Today's paper had stories about all sorts of people and activities and news and controversies that have nothing to do with what has evidently become your ONLY interest in the world. You may be able to get your national and international news from the Web but I'm betting you won't get the breadth and depth of it there because online people largely only read what we already know we're interested in. The joy of reading a newspaper is bumping into a story about things in parts of the world we didn't know we cared about by accident.
So if you're a political activist and you refuse to know what's actually happening in your community, you're a lousy political activist and you're going to lose.
Any way you slice this, it's an embarrassment for Erin Neff to be proud of saying that she is deliberately ignorant not just of the R-J's political coverage -- WHICH SHE'S STILL GOING TO READ! -- but all the rest of the information.
Left-wingers like to claim they're smarter than righties, more intellectual, better informed. Maybe that's true elsewhere, but it's clearly not true in Vegas.
Yeah, all the righties had Sun subscriptions back in the day, right?
Politics is the spectator sport for the fate of the world, Steve. It is where the most pressing issues of our time will be addressed. Other community events are covered, but not exclusively in newspapers. And Vegas has the lease cohesive community than maybe any other city thanks to high vagrancy levels. I have TV news, radio (though sadly we only have real newsradio for a few hours in the morning on two stations before both turn to opinion talk), the alternative weeklies, and yes the internet.
I do wish there were more local community blogs featuring non-political stories, though. San Francisco has so much online journalism that the rapidly-downsized SF Chronicle really isn't must-read news anymore.
Before you say the RJ isn't going anywhere, I'd consider how bad their efforts to adjust to the internet actually is. Maybe it won't go in name. Maybe.
Actually, mike, the demise of the standalone sun was about the demise of afternoon papers in general, not that people didn't read it bc it was too liberal. And actually, the last, heartiest sun readers were sports fans bc the coverage was fantastic, and sports fans tend to skew right.

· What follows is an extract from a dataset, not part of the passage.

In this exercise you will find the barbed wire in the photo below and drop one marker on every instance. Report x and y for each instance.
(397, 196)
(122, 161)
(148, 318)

So your point on that is completely historically inaccurate even as I'm not even sure what your point was supposed to be.
But, seriously. Is it too much to ask that a woman who runs a blog specifically to critique or even attack a specific publication actually read it? Are you seriously arguing that I'm wrong about that???
I tend to disagree with Steve about a lot of things but this is one in which we are of like mind. It's hard to say what Neff's motivations are concerning her blog. She clearly has a chip on her shoulder about her time at the RJ. When I first found her blog, I thought it was going to make a real contribution to the local media but it turned out to be more of a platform for airing her bottled up anger.
Speaking of the Sun, Steve, have you considered doing a follow up on the Greenspun people who were laid off a couple years ago? Has it been that long? I wondered what happened to them all, whether they found work, changed careers, etc.